Monsieur le Président, la HAAC est un organe de régulation.
Il ne faudrait pas la transformer en une "police des médias",
dotée de pouvoirs trop coercitifs, ce qui ne manquerait
pas de fournir des arguments aux partisans de la radicalité politique.
Vous êtes désormais le seul à pouvoir empêcher
cette dérive dangereuse.
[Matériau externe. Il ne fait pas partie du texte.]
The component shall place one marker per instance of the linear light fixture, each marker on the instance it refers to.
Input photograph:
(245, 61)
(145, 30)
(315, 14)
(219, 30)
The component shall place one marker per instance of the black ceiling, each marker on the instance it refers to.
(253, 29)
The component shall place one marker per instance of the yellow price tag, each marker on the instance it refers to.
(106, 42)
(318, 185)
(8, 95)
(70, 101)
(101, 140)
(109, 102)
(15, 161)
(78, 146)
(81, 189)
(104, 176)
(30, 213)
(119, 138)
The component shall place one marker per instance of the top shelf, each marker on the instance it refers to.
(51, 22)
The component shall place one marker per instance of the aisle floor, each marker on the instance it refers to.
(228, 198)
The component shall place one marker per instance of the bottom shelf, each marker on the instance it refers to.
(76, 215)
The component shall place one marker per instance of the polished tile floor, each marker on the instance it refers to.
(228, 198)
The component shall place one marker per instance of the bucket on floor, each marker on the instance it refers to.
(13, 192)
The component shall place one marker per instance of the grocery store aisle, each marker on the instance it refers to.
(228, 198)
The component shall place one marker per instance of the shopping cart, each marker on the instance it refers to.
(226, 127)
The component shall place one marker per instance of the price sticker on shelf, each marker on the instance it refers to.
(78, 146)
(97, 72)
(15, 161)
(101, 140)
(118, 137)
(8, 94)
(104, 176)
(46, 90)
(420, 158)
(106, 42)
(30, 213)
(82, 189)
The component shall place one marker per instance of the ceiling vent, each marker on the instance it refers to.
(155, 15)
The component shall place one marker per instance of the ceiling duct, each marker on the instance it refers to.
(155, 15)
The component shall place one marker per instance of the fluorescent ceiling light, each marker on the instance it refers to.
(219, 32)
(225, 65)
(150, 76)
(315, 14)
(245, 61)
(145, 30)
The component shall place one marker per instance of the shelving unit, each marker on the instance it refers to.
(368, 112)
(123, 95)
C'est pourquoi nous vous demandons
solennellement de ne pas promulguer ce projet de loi, qui modifie
la loi organique du 15 décembre 2004.
En prenant cette décision, vous enverriez un signal fort
et rassurant aux journalistes, à vos concitoyens ainsi
qu'à la communauté internationale. A l'approche
de l'élection présidentielle du premier trimestre
2010, période cruciale pour le Togo, vous rassureriez
l'opinion en manifestant votre volonté de ne pas entraver
la tenue d'un débat libre et pluraliste.
Dans l'espoir que vous accorderez une suite favorable à notre
requête, je vous prie d'agréer, Monsieur le Président,
l'expression de ma très haute considération.